O envio — shlichut — é o coração da Missão Shlichim 144K.
Não se trata apenas de “ir”, mas de ser enviado, com propósito, cobertura espiritual, maturidade e direção clara.
As Diretrizes Gerais de Envio existem para garantir que cada shaliach caminhe com segurança, alinhamento e eficácia no território ao qual foi destinado.
1. O envio começa dentro, não fora
Antes de um shaliach ser enviado a qualquer território, ele é chamado a:
alinhar seu coração,
discernir seu propósito,
compreender seu tikun,
fortalecer sua vida espiritual,
e estabilizar seu emocional.
A jornada missionária não começa no campo, mas na alma do enviado.
2. Toda missão passa pelo crivo da Torá
A Missão Shlichim 144K tem como fundamento:
fidelidade à Torá,
ética natzratim,
retidão,
coerência com os ensinamentos de Yeshua,
e responsabilidade espiritual.
Nenhum envio ocorre se o projeto ou o coração do shaliach estiver desalinhado com esses princípios.
A luz que levamos precisa ser pura e íntegra.
3. O shaliach nunca caminha sozinho
Todo enviado recebe:
cobertura espiritual,
mentoria,
acompanhamento,
orientação prática,
e suporte emocional.
A Missão Shlichim valoriza o cuidado constante, porque o envio não é um ato isolado, mas um processo contínuo.

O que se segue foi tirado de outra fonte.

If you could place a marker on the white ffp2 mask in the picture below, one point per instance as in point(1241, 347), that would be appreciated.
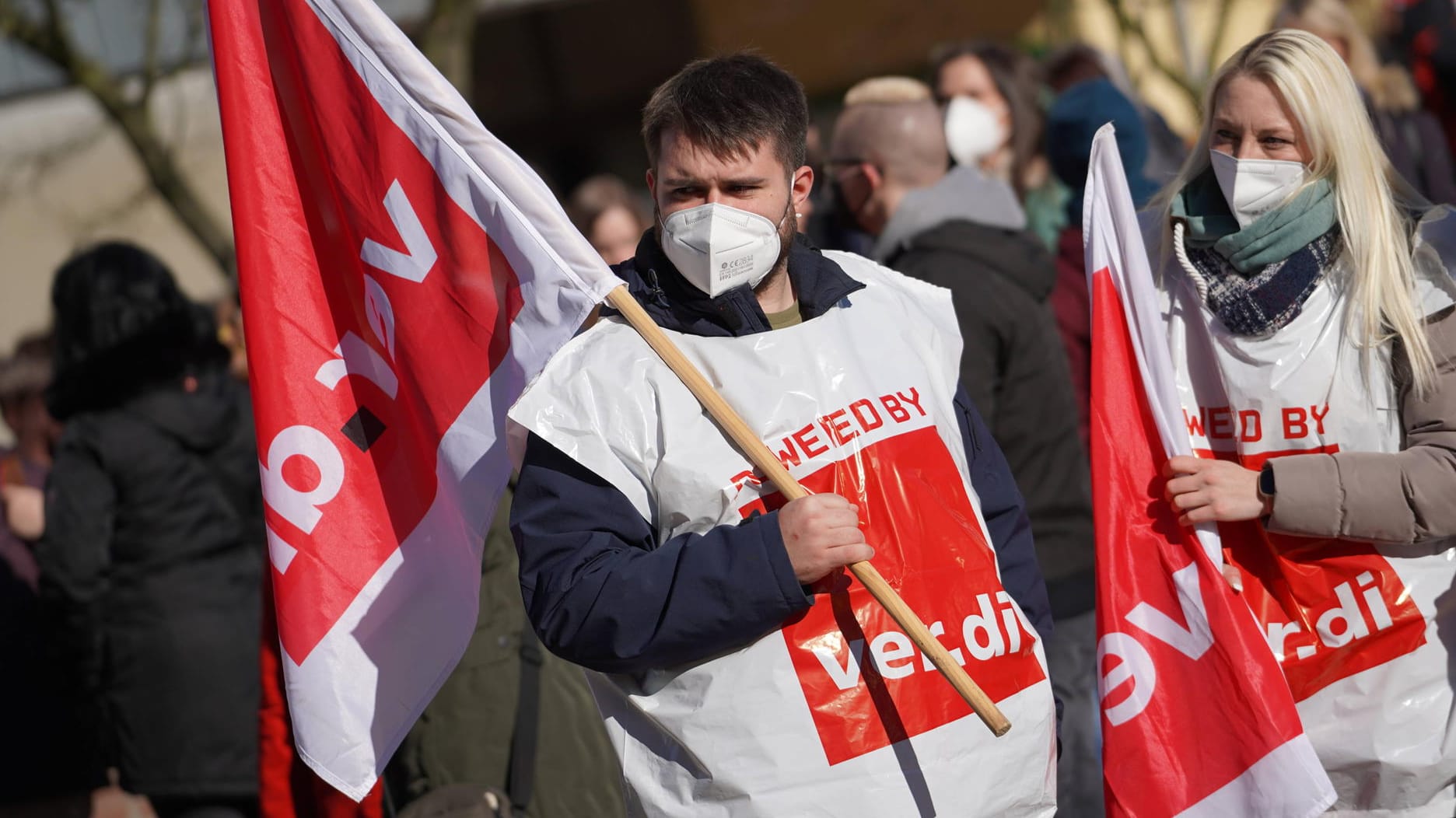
point(971, 130)
point(1254, 187)
point(718, 248)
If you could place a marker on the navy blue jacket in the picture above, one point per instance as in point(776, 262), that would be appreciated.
point(600, 590)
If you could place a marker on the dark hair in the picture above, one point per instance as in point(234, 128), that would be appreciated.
point(1018, 82)
point(121, 327)
point(1072, 65)
point(728, 107)
point(28, 370)
point(597, 195)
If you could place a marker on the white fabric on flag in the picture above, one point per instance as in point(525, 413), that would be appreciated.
point(1195, 716)
point(402, 277)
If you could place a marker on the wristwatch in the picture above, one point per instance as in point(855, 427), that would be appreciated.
point(1267, 481)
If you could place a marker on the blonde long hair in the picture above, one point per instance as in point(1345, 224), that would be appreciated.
point(1372, 200)
point(1389, 86)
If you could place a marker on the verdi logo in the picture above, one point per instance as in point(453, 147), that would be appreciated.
point(864, 681)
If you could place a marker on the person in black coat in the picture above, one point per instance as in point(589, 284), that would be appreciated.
point(152, 554)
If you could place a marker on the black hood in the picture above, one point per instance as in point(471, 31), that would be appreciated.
point(1015, 255)
point(203, 420)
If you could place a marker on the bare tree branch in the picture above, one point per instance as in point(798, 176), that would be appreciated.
point(150, 50)
point(1220, 26)
point(1135, 30)
point(53, 43)
point(447, 40)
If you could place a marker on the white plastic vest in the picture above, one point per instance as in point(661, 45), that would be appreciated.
point(1360, 629)
point(836, 714)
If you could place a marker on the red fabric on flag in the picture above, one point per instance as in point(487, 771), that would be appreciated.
point(402, 277)
point(1197, 719)
point(287, 788)
point(1207, 719)
point(933, 551)
point(306, 238)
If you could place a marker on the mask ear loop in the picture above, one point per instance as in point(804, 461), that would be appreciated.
point(1181, 253)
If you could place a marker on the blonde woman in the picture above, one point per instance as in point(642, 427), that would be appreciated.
point(1309, 309)
point(1411, 137)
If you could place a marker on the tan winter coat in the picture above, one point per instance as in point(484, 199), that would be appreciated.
point(1401, 497)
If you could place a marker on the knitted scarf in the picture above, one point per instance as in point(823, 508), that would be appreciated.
point(1258, 277)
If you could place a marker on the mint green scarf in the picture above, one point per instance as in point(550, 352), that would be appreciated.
point(1269, 239)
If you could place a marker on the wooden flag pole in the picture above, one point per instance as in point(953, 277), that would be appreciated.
point(749, 442)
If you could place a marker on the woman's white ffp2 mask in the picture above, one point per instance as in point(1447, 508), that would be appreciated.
point(971, 130)
point(718, 248)
point(1254, 187)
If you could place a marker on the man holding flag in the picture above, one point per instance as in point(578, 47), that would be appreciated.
point(740, 671)
point(404, 277)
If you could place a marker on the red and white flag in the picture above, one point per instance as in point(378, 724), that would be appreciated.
point(402, 275)
point(1195, 714)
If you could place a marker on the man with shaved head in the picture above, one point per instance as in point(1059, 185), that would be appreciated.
point(966, 232)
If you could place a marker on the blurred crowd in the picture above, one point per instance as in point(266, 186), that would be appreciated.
point(142, 676)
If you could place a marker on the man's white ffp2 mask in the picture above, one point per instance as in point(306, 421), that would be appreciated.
point(718, 248)
point(1254, 187)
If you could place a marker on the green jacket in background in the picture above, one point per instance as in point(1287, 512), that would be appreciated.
point(465, 734)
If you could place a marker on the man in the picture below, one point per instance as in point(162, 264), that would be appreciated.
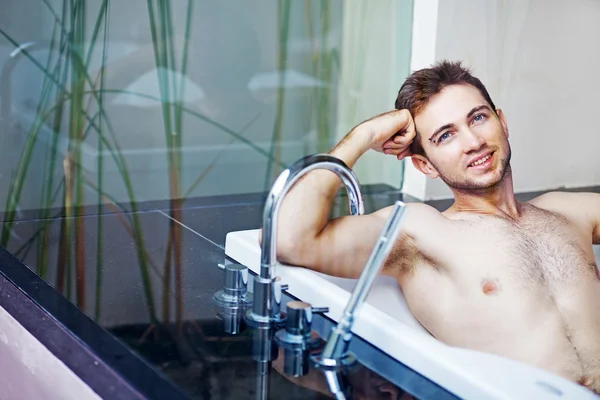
point(489, 273)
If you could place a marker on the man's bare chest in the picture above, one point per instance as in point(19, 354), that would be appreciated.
point(541, 249)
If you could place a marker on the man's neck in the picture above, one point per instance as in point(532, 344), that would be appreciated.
point(498, 200)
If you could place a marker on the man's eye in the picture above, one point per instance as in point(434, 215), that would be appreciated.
point(444, 136)
point(479, 117)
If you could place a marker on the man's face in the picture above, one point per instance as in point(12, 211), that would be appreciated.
point(465, 141)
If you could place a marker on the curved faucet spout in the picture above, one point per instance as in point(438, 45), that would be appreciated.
point(284, 183)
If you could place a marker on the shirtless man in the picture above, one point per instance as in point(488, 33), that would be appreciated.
point(490, 273)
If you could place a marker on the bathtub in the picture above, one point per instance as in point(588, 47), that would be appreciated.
point(386, 322)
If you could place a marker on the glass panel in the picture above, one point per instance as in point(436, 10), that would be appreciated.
point(136, 134)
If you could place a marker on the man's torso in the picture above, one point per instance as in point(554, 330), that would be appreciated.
point(526, 289)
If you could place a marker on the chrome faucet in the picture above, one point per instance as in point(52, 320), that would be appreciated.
point(335, 356)
point(267, 287)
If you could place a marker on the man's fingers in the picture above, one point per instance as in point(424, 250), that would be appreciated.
point(403, 154)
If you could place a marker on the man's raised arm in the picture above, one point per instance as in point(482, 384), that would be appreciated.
point(341, 247)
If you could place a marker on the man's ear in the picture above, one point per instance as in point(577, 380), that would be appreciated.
point(502, 117)
point(422, 164)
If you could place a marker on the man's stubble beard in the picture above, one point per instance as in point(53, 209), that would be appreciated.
point(473, 186)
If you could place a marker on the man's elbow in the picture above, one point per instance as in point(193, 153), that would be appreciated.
point(288, 249)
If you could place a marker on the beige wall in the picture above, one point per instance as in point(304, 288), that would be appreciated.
point(539, 60)
point(30, 371)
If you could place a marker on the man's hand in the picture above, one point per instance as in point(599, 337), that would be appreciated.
point(391, 133)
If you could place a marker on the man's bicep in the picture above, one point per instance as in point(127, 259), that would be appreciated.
point(589, 203)
point(595, 215)
point(345, 244)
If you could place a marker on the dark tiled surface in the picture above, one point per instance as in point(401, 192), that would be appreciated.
point(160, 360)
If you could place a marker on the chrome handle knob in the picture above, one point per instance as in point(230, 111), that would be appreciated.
point(299, 317)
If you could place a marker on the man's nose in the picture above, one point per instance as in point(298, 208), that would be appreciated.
point(472, 141)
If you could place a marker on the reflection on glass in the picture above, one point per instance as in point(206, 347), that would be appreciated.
point(111, 111)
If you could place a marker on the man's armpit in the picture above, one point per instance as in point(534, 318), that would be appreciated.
point(403, 257)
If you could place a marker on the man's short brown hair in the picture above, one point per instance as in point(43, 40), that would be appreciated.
point(425, 83)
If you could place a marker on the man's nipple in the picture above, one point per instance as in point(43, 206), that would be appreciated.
point(490, 286)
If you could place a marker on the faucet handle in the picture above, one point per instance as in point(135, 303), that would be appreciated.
point(299, 317)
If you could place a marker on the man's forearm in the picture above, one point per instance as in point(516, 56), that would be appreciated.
point(306, 209)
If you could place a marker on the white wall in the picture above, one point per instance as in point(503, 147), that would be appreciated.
point(539, 61)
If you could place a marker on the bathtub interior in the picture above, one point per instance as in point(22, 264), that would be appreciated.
point(386, 321)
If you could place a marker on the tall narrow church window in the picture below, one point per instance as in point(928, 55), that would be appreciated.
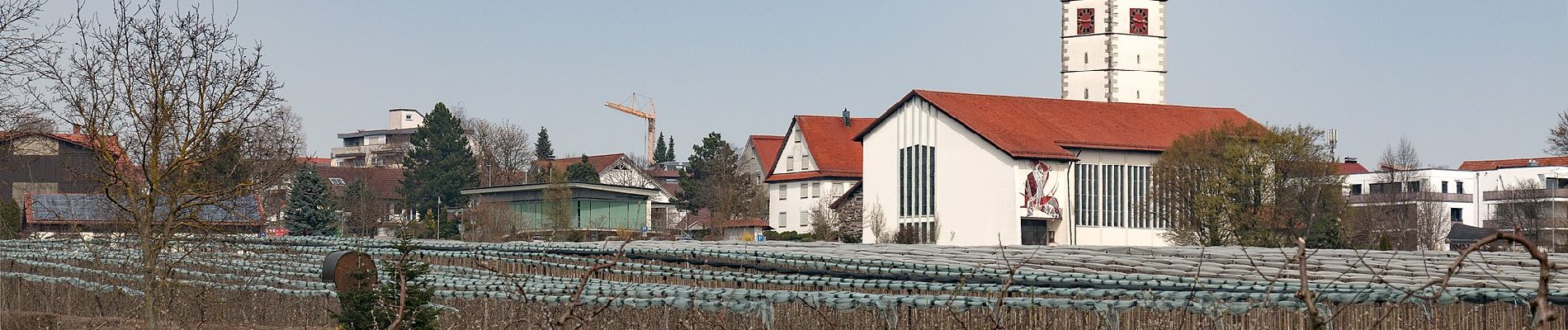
point(1085, 21)
point(1141, 21)
point(916, 180)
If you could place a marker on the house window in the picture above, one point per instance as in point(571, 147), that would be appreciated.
point(1085, 21)
point(1141, 21)
point(916, 180)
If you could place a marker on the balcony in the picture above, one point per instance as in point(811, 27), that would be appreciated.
point(1400, 197)
point(1526, 195)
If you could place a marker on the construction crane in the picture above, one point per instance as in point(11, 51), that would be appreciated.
point(642, 106)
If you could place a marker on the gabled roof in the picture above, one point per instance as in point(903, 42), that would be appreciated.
point(1352, 167)
point(74, 138)
point(1514, 163)
point(768, 148)
point(573, 185)
point(1034, 127)
point(597, 162)
point(1468, 233)
point(383, 182)
point(831, 146)
point(314, 160)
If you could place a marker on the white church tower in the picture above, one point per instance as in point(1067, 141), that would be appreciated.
point(1113, 50)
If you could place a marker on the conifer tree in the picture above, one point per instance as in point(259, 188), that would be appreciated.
point(439, 165)
point(670, 152)
point(541, 146)
point(309, 207)
point(662, 150)
point(582, 171)
point(404, 280)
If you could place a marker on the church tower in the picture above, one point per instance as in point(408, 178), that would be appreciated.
point(1113, 50)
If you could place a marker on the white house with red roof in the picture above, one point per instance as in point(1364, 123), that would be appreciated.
point(819, 160)
point(1004, 169)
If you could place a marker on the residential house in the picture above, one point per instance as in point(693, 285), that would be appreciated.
point(761, 155)
point(975, 169)
point(383, 146)
point(815, 165)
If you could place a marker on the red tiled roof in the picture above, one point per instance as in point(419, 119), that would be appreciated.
point(768, 148)
point(315, 162)
point(1034, 127)
point(1352, 167)
point(383, 182)
point(1514, 163)
point(662, 174)
point(831, 146)
point(597, 162)
point(745, 224)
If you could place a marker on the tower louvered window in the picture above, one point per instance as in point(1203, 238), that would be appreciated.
point(1085, 21)
point(1141, 21)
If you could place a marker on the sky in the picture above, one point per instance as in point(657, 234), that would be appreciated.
point(1462, 80)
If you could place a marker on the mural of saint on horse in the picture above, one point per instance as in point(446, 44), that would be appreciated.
point(1040, 193)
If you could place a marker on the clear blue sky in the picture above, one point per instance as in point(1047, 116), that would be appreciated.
point(1463, 80)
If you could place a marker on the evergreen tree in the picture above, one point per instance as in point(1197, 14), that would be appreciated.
point(582, 171)
point(660, 149)
point(439, 165)
point(309, 207)
point(10, 219)
point(541, 148)
point(402, 280)
point(670, 153)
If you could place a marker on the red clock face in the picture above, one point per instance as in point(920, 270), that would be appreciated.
point(1085, 21)
point(1141, 21)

4. O envio é sempre territorial
Cada shaliach é enviado para um território específico:
um país,
uma cidade,
uma região,
uma comunidade,
um grupo social,
uma causa,
ou um nicho completamente fora dos padrões comuns.
O envio não é abstrato.
Ele é geográfico, cultural, social e espiritual.
A luz precisa pousar em um lugar real.
5. O projeto nasce do chamado, não do contrário
O processo é invertido em relação ao modelo tradicional:
Não criamos projetos e depois buscamos pessoas.
Acolhemos pessoas e, a partir delas, os projetos nascem.
Se o shaliach carrega paixão pelos pobres, pelos motoqueiros, pelos artistas, pelos jovens, pelos esportistas, pelos povos isolados ou por nações específicas —
a Missão cria estrutura para que esse sonho se torne missão.
6. Cada envio passa por análise espiritual e estratégica
Antes do envio, o shaliach passa por:
discernimento do chamado,
análise do território,
entendimento das demandas locais,
avaliação de riscos,
preparo espiritual,
e alinhamento com a visão da Missão.
Nada é feito no improviso.
O envio é preciso e intencional.
7. O shaliach é chamado para unir, não dividir
A missão carrega responsabilidade espiritual.
O enviado:
representa a AYIN,
representa o movimento Shlichim,
carrega a Torá,
e serve como sinal de luz no território.
Por isso, ele deve:
promover paz,
gerar pontes,
evitar contendas,
honrar o território,
respeitar culturas,
e caminhar com humildade.
A luz que levamos nunca fere — ela cura.
8. Avaliação contínua e retorno à base
O shaliach mantém comunicação constante com a Missão.
Relatórios, atualizações e alinhamentos fazem parte do processo.
Essa devolutiva garante:
proteção,
estabilidade,
ajustes necessários,
e continuidade saudável no envio.
Nenhum enviado fica isolado.
A missão só avança quando o enviado permanece em cobertura e alinhamento.
Essas diretrizes existem para garantir que a luz da Torá seja manifestada com responsabilidade e honra em cada território.